Jüdenstraße stretches from Stralauer Straße, past the Moltkenmarkt, across busy Grunerstraße and ends around the Neptunbrunnen. A 1688 map of the city shows Jüdenstraße continuing to the Marienkirchen on Alexanderplatz.
Historically Significant, but Inconspicuous
Jüdenstraße meanders as a small inconspicuous side street between the Rotes Rathaus and the Rathauspassagen, so tucked away that you would have a hard time imagining this as one of the oldest streets in the city. This is partly due to the fact that, except for the Rathaus, the Altes Stadthaus and the Neues Stadthaus, hardly any pre-1945 building in this area remains. The rebuilding of the city during the GDR period changed the old street layout and general appearance of Berlin's historic city centre.
The Großer Jüdenhof (Large Jewish Quarter)
The Jüdenstraße is named after the Großer Jüdenhof, an Old Berlin residential quarter for Jews dating back to the 13th century. In the aftermath of Luther's polemics against the Jews, Jews were expelled from many cities in the 16th century. This included the Jews who had been residing in Berlin's Großer Jüdenhof. After having been restored and renovated in the 1930s, the Großer Jüdenhof was destroyed by bombing in WWII.

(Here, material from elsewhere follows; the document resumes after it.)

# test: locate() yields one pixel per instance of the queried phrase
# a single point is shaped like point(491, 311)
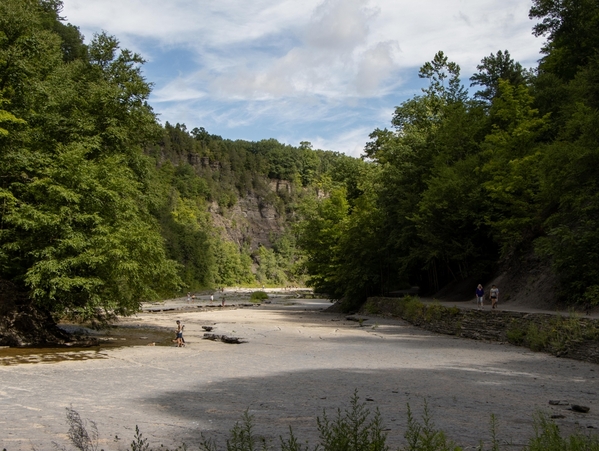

The Großer Jüdenhof is part of a neighbourhood called the Klosterviertel (Monastery Quarter) after a former Franciscan monastery once located here. The neighbourhood is slated to be rebuilt in the future. Prior to the rebuilding, excavations were undertaken of the Großer Jüdenhof which have brought historic artefacts to light, such as the remains of a synagogue and a Jewish mikvah (ritual bath) and various hand tools.